Existe também uma genealogia “de criação e aparição dos deuses, de acordo com um mito da criação”. O “nihon shoki” ; estava mais interessado em criar um sistema estrutural de governo, política externa, hierarquia religiosa e ordem social interna.

No princípio, esta religião étnica não tinha nome, mas quando se introduziu o budismo no Japão, durante o século VI, um dos nomes que este recebeu foi “Butsudo”, que significa “o caminho do Buda”. Assim, a fim de diferenciar do budismo, a religião nativa passou a ser chamada “xinto” (shinto), palavra de origem chinesa que combina dois caracteres chineses – “shin”, significando deuses ou espíritos (quando lido sozinho é pronunciado “kami”) e “tō”, que significa caminho filosófico. Assim, xintoísmo significa “o caminho dos deuses”.

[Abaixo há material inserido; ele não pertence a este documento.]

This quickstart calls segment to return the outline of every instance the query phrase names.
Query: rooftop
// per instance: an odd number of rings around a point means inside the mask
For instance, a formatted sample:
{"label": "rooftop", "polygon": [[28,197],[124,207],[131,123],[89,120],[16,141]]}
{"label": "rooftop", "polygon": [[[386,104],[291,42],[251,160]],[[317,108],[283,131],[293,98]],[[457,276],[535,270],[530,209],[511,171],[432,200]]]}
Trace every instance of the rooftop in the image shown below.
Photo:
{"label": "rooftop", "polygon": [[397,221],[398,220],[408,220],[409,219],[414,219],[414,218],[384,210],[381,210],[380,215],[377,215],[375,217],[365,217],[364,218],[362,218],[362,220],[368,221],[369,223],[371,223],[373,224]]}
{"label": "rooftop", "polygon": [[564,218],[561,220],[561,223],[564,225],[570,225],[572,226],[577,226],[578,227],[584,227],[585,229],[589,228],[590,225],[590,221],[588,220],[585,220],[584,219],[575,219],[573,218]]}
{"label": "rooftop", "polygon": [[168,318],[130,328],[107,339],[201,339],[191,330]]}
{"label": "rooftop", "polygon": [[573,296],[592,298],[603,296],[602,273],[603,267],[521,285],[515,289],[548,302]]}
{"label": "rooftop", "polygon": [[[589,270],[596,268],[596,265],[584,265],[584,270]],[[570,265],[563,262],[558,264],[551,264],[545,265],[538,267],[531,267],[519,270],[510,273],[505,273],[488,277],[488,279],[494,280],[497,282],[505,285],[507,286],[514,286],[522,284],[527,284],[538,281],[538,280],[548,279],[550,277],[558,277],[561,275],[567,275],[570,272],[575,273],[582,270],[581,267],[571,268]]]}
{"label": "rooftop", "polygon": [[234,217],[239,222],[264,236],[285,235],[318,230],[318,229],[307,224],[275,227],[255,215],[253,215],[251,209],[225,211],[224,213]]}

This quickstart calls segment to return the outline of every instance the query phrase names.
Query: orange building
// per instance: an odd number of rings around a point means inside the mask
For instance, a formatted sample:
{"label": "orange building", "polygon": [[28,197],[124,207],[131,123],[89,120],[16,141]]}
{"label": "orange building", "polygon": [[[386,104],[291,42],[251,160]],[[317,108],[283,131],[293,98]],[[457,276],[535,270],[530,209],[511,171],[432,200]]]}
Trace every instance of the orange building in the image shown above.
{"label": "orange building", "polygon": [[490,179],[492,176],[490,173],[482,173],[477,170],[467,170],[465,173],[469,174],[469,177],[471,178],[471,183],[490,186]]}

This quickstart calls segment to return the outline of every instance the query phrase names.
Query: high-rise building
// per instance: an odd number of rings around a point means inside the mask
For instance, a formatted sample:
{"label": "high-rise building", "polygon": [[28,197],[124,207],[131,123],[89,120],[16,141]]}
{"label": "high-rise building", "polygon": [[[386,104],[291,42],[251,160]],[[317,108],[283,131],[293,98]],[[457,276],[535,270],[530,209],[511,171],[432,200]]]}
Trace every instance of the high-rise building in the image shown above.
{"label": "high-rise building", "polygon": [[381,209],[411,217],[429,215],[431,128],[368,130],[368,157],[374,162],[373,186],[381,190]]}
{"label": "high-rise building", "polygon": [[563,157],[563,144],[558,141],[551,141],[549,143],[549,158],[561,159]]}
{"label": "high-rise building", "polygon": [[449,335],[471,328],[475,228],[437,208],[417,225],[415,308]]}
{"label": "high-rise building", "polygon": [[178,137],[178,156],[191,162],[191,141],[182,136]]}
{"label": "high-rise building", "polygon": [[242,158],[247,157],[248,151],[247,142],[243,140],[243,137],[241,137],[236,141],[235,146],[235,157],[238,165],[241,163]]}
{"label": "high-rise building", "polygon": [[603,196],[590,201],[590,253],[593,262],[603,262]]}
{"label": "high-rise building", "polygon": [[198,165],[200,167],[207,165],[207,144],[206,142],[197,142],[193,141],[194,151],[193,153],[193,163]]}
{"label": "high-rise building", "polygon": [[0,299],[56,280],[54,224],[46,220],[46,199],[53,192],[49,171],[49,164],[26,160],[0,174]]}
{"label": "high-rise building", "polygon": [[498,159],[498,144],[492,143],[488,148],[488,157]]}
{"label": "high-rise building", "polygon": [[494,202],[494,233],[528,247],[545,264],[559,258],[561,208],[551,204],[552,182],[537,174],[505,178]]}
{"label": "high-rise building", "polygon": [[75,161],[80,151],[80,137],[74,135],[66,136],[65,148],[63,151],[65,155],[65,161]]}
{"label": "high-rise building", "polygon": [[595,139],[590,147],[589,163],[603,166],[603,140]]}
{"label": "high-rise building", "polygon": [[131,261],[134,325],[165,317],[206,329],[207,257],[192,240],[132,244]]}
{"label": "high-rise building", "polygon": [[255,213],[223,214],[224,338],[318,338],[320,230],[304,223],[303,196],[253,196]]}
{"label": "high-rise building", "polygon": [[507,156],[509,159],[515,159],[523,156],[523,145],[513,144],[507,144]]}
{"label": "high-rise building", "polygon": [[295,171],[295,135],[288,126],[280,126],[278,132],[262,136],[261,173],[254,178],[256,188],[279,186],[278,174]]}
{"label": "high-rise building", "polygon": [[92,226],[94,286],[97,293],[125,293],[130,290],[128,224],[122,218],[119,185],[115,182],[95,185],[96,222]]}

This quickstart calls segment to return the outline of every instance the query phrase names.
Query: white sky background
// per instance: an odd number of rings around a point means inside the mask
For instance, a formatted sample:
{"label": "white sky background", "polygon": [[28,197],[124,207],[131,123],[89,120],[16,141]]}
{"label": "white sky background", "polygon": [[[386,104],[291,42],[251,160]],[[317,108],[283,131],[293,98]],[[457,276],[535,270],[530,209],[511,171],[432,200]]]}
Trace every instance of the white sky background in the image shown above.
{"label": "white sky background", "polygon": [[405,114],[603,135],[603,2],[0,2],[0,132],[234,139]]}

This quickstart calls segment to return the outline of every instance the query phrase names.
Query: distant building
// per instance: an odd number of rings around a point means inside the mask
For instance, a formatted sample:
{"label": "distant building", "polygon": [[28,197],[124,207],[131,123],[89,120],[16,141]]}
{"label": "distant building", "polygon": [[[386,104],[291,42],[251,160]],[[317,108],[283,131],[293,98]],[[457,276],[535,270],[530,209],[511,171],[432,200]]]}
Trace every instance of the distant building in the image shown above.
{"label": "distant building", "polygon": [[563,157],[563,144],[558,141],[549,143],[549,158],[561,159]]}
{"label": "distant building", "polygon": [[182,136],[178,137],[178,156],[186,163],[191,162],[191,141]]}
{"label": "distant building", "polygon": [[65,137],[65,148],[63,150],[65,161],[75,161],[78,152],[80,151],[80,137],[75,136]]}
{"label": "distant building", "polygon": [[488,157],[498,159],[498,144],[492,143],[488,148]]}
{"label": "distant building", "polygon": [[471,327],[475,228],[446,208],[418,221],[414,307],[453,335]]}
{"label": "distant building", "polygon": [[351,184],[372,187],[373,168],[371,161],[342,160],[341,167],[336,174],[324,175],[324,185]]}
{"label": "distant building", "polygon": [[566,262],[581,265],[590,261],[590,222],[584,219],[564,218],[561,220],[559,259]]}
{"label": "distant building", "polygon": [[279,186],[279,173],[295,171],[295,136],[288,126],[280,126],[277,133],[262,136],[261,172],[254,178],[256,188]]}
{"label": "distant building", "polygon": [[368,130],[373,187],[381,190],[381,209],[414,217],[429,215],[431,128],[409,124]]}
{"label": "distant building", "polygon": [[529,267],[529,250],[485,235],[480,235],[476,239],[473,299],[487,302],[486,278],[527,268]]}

A religião cristão, uma influência direta dos portugueses, surge no primeiro contato com os japoneses quando aportaram em 1543, na cidade de Tanegashima e no porto de Nagasaki, a principal porta de entrada de embarcações vindas de Portugal no século XVI e XVII. A palavra moderna para o cristianismo é kirisuto kyo, Kirishitan , origina de “cristão”, usada ainda hoje para referir aos católicos no Japão. Os missionários cristãos eram conhecidos como bateren (do português, “padre”) ou iruman (do português, “irmão”). O Cristianismo introduz a culpa e a vergonha da exibição do corpo, criando uma arte própria, metafórica e poética, representada nas xilogravuras do período Edo.

Pode-se afirmar que o trabalho artístico do fotógrafo Kazuo Okubo tem uma forte influência da cultura oriental, onde o nu tem um significado muito particular em relação à vida privada e à sua exposição pública. A complexidade e originalidade deste ensaio reside justamente na aparente visão de síntese das suas fotografias.

Sua expressão é gráfica, como se a herança das xilogravuras estivesse presente. Ele subtrai elementos que muitos considerariam indispensáveis, como a cor, a textura da pele, as sombras, o contexto geral do corpo da mulher sensual.

Ao mesmo tempo, sua formação num ambiente artístico ocidental , no qual atua também como fotógrafo de publicidade, contextualiza este corpo no ambiente contemporâneo. O corpo no mundo globalizado que atua no rompimento dos limites. O Movimento LGBTQIAP+ que luta para discutir e garantir os direitos básicos para as Lésbicas, Gays, Bissexuais, Transgêneros, Queer, Assexuais, Intersexuais, Arromânticos, Pansexuais, Polissexuais e Pessoas não-binárias. Ele registra sutilmente a cultura do mercado atuando em função deste corpo que traz marcas, objetos, novos paradigmas de prazer, de ser e de existir.

O resultado mostra imagens singulares da delicadeza ingênua, da nudez simples do corpo de um ser humano, visto como obra de arte imaginada.